Barad, intentionality according to Bohr, and QMT

Stil in the first chapter of “Meeting Universe Half Way”  that impressed me so much from the getgo and new directions for my thinking are opening up as fast as they can. I like Barad’s exercise in analogical thinking, though she exposed such thinking as one of the major flaws in Frayn’s work in addition to unapologetically turning a blind eye to actual historicacl accounts. On page six, Barad writes about analagical thinking:
“analogical thinking (…) so often produced unsatisfactory understandings of the relevant issues.”

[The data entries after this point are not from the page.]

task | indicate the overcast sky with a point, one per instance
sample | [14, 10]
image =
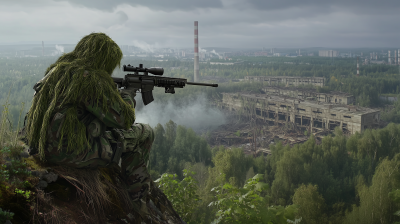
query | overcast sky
[222, 23]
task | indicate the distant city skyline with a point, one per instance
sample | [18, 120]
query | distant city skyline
[222, 23]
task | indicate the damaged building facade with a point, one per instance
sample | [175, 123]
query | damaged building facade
[331, 97]
[287, 80]
[315, 116]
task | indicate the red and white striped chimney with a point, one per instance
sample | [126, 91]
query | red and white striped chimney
[196, 51]
[358, 68]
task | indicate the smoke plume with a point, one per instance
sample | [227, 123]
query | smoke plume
[195, 114]
[144, 46]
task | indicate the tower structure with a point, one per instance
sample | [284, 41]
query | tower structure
[398, 57]
[196, 51]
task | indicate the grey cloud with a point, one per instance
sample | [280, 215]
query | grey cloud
[365, 6]
[161, 5]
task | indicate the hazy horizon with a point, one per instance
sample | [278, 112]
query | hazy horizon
[236, 24]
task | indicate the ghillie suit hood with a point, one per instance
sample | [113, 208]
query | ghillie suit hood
[83, 74]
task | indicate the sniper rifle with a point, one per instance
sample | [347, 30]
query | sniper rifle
[144, 83]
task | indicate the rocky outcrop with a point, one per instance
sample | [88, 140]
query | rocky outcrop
[65, 195]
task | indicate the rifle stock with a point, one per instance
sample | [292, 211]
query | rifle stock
[145, 83]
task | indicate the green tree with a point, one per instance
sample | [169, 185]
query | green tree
[311, 204]
[246, 205]
[182, 194]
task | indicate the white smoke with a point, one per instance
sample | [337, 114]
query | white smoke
[201, 50]
[214, 52]
[196, 114]
[145, 46]
[60, 48]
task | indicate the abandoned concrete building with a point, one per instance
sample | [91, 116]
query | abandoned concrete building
[287, 80]
[315, 116]
[331, 97]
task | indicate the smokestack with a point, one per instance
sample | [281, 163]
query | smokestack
[196, 51]
[358, 68]
[398, 57]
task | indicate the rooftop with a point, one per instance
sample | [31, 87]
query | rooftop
[309, 90]
[316, 106]
[286, 77]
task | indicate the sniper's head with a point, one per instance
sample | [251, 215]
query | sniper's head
[98, 51]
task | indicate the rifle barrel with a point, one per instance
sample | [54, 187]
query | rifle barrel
[201, 84]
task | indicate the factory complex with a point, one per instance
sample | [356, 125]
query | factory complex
[312, 115]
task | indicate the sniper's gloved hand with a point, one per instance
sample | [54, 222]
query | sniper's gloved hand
[129, 92]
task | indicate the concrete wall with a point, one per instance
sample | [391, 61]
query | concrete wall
[339, 98]
[287, 80]
[306, 114]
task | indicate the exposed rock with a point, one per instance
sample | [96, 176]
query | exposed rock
[95, 196]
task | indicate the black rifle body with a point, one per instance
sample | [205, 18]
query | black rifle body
[146, 83]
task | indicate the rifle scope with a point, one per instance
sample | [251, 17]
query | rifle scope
[154, 71]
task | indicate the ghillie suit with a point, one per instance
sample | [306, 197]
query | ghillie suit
[79, 119]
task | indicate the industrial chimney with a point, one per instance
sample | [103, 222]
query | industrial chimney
[196, 51]
[358, 68]
[398, 56]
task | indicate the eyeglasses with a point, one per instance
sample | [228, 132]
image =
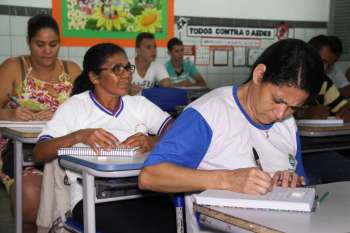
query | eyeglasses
[118, 69]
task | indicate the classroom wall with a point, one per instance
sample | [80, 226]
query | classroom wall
[310, 10]
[13, 28]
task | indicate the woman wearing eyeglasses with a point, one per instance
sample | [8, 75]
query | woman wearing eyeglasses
[100, 114]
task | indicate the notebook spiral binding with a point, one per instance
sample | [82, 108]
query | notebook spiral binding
[87, 152]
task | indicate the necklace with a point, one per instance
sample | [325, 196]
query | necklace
[266, 134]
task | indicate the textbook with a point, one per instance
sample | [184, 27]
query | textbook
[84, 152]
[287, 199]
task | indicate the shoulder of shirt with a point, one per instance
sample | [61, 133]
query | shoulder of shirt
[157, 64]
[77, 98]
[215, 97]
[134, 99]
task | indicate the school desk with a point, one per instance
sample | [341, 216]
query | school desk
[321, 138]
[331, 215]
[20, 135]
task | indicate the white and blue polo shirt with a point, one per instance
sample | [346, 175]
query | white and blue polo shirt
[215, 132]
[133, 114]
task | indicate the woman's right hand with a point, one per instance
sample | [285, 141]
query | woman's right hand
[97, 139]
[247, 180]
[21, 114]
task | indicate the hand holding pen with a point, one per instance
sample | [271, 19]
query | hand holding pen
[19, 113]
[287, 178]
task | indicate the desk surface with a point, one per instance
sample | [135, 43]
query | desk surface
[324, 131]
[103, 167]
[21, 132]
[332, 215]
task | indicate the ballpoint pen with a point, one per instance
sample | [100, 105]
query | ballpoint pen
[257, 159]
[322, 198]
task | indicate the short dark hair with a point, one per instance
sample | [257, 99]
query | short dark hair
[336, 44]
[172, 42]
[94, 58]
[292, 62]
[141, 36]
[40, 21]
[320, 41]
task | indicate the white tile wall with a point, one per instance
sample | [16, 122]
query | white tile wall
[18, 25]
[4, 25]
[13, 43]
[19, 45]
[3, 58]
[5, 45]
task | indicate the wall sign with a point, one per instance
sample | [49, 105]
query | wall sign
[87, 22]
[229, 32]
[232, 42]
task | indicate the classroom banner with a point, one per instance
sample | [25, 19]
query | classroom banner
[230, 32]
[87, 22]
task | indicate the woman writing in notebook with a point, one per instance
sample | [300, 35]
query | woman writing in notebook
[220, 139]
[31, 88]
[100, 114]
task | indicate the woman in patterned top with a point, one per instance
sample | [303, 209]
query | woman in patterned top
[39, 82]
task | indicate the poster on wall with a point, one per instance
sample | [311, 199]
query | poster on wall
[87, 22]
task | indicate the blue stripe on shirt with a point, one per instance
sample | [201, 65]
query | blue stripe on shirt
[300, 166]
[185, 144]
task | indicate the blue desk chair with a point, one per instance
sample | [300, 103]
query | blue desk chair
[166, 98]
[179, 201]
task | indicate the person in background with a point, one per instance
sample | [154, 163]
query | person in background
[147, 72]
[100, 114]
[31, 88]
[334, 72]
[329, 166]
[211, 144]
[182, 72]
[347, 74]
[329, 102]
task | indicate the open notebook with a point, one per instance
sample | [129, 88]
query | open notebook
[288, 199]
[84, 152]
[320, 122]
[23, 124]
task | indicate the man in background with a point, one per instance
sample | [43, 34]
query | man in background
[183, 73]
[147, 72]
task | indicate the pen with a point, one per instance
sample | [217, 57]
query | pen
[14, 100]
[257, 159]
[323, 197]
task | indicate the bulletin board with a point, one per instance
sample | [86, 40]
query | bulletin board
[239, 56]
[202, 56]
[87, 22]
[220, 57]
[190, 53]
[253, 54]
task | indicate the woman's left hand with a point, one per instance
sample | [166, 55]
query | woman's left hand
[43, 115]
[142, 141]
[287, 179]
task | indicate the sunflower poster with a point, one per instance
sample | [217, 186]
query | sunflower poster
[87, 22]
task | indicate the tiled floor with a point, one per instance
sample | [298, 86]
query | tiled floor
[6, 219]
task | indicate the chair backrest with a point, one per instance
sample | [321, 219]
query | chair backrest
[166, 98]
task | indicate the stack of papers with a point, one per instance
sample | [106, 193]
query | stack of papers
[320, 122]
[287, 199]
[22, 124]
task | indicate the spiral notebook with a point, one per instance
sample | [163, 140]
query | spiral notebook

Later, she uses it to demonstrate what this kind of thinking can still produce if the thinker actually bothers to apply the theory correctly. She expands on the principle of complimnetarity proposed by Bohr, and shows how it leads to very different conclusions from Frayn’s. She writes,

“according to Bohr, we shouldn’t rely on the metaphysical presuppositions of classical physics (which Bohr claims is the basis for our common-sense perception of reality); rather, what we need to do is attend to the actual experimental conditions that would enable us to measure and make sense of the notion of intentional states ofmind. In the absence of such conditions, not only is the notion of an ‘‘intentional state of mind’’ meaningless, but there is no corresponding determinate fact of the matter. To summarize, the crucial point is not merely that intentional states are inherently unknowable, but that the very nature of intentionality needs to be rethought.” (pp. 21, 22)

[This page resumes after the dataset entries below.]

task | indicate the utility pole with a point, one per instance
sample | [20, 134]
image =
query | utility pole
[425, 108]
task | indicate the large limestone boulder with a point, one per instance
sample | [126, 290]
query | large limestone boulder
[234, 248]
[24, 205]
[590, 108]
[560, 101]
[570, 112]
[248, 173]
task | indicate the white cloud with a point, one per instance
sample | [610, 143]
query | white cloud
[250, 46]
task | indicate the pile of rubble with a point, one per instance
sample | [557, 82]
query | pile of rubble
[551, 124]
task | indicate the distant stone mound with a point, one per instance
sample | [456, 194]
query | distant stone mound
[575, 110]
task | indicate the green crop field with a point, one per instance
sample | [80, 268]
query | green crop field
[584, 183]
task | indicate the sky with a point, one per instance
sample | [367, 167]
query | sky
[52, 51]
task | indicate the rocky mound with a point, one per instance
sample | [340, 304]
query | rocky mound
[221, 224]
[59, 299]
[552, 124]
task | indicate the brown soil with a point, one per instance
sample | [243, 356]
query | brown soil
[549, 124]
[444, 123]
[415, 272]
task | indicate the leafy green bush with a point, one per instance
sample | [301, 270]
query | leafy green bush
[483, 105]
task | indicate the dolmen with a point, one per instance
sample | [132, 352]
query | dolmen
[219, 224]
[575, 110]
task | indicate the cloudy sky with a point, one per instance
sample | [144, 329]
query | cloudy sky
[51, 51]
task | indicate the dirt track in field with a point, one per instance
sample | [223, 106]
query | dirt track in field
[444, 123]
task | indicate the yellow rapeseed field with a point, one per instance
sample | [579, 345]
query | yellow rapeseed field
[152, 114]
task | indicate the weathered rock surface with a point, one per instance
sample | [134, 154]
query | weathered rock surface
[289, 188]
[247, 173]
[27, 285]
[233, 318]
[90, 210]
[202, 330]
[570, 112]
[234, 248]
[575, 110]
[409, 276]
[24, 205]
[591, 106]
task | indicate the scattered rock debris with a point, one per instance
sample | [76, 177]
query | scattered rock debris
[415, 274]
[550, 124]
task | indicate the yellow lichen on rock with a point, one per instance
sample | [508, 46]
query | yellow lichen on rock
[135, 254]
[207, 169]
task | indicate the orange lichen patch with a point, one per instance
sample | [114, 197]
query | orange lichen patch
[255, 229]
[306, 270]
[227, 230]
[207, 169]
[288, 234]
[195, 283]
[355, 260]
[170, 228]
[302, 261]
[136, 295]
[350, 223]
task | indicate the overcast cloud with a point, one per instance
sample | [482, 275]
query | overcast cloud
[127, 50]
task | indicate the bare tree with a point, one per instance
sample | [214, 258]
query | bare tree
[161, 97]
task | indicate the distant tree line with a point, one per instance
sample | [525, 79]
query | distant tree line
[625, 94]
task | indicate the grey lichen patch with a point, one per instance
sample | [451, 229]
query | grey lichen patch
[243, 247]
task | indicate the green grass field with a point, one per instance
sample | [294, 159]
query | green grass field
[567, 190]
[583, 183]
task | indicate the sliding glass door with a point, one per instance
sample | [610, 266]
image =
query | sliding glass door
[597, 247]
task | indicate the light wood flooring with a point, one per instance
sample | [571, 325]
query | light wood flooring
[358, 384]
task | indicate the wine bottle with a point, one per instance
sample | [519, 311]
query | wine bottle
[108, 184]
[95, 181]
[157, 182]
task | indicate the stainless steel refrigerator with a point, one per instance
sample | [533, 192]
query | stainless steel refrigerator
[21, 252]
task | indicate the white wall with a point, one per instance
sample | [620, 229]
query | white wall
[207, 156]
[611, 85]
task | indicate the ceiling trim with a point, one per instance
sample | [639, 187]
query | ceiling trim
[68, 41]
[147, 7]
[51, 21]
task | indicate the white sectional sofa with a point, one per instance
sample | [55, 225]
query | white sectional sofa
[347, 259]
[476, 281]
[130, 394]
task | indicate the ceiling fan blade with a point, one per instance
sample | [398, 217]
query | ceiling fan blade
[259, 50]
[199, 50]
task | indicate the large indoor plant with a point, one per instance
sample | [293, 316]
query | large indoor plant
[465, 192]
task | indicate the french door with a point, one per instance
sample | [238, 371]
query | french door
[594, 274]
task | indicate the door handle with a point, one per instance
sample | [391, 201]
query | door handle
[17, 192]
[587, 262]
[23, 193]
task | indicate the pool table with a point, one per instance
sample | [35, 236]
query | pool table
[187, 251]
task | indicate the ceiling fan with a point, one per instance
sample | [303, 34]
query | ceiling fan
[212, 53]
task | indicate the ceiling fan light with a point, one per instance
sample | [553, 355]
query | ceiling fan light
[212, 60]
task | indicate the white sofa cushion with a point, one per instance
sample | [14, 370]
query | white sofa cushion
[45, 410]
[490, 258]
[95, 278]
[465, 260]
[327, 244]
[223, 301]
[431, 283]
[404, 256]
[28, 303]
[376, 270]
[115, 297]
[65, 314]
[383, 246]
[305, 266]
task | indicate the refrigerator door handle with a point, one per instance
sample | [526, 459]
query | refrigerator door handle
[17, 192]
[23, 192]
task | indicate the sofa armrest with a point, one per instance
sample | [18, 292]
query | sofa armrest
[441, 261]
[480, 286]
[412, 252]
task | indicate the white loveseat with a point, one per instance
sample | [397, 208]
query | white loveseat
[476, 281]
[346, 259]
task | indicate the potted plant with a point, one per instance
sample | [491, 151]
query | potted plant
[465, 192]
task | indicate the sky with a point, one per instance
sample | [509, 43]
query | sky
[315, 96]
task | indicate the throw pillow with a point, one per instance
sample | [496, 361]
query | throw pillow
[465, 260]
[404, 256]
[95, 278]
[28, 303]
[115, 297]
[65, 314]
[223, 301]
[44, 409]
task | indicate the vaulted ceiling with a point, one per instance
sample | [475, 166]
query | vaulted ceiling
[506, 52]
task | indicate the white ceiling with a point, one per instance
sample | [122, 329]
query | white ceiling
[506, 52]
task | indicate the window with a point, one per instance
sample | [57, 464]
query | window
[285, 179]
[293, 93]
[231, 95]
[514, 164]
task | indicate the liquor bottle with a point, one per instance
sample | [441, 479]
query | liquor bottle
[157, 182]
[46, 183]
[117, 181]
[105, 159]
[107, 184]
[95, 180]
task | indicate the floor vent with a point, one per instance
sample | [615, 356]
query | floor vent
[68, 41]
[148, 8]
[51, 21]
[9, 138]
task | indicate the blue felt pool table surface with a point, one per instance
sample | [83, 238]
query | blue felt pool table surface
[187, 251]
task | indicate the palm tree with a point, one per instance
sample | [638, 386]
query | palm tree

Her exercise illustrates both the folly of Frayn’s logic and the way Bohr’s principle of complimentarity relate to philosophy. Brilliant!

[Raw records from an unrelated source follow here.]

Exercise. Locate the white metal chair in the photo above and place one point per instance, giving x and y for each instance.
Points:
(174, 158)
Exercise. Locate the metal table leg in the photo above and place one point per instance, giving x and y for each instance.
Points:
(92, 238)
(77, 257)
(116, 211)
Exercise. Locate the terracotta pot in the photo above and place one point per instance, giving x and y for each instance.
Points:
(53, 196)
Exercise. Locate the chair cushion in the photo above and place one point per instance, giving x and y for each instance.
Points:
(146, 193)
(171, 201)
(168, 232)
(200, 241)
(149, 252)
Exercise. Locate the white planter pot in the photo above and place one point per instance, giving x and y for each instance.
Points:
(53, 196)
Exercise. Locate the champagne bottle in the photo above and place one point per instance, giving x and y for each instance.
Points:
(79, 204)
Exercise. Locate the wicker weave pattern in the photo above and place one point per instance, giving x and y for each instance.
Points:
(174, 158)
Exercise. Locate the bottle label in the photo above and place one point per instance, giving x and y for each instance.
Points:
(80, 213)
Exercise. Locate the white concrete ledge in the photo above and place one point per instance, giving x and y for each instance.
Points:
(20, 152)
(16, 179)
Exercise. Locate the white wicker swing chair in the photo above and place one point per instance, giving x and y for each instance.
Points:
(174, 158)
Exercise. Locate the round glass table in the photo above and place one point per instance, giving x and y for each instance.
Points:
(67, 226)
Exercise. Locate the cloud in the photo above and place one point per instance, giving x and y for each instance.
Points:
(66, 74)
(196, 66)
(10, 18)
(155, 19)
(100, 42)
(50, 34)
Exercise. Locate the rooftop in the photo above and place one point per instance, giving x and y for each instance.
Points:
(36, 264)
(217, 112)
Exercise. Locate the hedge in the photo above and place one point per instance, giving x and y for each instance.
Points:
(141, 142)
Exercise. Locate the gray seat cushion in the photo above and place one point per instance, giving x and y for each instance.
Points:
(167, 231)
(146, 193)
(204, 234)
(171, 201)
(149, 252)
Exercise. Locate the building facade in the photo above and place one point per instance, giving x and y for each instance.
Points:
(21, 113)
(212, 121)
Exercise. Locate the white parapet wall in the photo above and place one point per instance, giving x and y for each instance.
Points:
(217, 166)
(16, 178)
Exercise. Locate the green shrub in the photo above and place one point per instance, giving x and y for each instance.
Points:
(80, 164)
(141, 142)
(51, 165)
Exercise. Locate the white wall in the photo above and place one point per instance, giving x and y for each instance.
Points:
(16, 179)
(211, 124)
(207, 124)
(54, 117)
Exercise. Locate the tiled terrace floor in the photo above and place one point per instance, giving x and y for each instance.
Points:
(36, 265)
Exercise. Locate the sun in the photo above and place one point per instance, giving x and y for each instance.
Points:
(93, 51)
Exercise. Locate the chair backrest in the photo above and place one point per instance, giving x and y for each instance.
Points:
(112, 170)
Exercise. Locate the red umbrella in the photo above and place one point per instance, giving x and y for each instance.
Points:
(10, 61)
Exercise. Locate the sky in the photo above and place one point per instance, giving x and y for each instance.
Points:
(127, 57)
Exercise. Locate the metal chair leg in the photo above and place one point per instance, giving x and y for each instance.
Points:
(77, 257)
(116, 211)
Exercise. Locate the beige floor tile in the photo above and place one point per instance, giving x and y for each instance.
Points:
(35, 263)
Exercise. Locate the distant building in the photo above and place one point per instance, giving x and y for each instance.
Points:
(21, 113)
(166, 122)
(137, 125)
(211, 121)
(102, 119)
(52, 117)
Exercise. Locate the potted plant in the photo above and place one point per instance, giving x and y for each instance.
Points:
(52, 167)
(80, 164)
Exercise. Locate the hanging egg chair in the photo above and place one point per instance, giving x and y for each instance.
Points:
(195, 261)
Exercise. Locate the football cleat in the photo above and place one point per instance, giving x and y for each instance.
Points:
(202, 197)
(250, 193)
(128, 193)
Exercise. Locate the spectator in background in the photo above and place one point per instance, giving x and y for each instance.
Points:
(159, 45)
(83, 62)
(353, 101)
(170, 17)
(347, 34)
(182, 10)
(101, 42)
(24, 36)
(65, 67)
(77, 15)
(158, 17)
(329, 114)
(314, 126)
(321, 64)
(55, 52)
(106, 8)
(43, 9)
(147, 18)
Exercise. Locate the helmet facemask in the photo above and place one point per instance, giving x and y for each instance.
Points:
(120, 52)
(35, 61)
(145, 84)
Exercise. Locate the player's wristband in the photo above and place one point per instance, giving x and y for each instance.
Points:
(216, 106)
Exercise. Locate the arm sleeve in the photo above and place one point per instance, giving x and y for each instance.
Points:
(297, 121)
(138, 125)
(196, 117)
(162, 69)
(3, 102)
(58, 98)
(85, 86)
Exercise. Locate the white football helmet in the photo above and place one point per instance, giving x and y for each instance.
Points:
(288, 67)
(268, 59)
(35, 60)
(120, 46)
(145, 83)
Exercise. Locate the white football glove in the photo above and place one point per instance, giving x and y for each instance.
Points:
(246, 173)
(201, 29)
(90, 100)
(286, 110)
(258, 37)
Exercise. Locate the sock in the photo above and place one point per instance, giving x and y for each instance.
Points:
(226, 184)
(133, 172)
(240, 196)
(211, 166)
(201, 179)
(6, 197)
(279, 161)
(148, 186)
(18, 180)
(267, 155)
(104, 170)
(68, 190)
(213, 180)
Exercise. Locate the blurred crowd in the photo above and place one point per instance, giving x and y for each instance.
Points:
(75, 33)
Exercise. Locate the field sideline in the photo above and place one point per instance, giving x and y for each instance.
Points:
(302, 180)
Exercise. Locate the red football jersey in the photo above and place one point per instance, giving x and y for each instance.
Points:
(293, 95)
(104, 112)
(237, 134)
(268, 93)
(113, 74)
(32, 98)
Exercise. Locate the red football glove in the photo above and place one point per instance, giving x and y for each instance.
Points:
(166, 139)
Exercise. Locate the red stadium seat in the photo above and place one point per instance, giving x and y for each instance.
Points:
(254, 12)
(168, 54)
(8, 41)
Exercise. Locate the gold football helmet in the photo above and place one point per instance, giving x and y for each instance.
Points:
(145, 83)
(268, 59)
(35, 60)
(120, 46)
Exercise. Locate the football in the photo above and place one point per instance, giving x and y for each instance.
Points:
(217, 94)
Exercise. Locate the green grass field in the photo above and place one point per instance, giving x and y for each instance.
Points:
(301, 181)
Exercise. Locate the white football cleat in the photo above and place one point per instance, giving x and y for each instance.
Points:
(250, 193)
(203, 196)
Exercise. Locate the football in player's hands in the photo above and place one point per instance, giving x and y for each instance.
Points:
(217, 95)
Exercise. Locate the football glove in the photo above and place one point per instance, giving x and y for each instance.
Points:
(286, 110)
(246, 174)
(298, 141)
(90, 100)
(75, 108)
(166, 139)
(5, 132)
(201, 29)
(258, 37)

So what of intentionality? As I read Barad’s application of this principle in the Frayns play context, i thought about how traditional research methods (both qual and quant) often focus on causality, the need to arrive at the root of things, but when it comes to social science these goals actually assume that an action or a behavior was intentional.

Here is another, more practical example: cover letters, or how abobut the times when i had to write several letters to explain why i want to be in this grad program or that one. Every time i struggled to find words. Now I realize that the trouble came from the obligation to explain my intentions, but intentions, as it turns out, are a very complicated matter. Each time, I managed to free a strand or two from the tangled up mess I encountered as I wrote, but I could never bear to go back to re-read my letters of intention after I submitted them. The thought of reading them again causes me a very-near-physical pain; they make me cringe. It is a highly reflexive process, and I muse at how other people do it. I never heard anyone complain about how writing a cover letter is a deeply conflicted activity.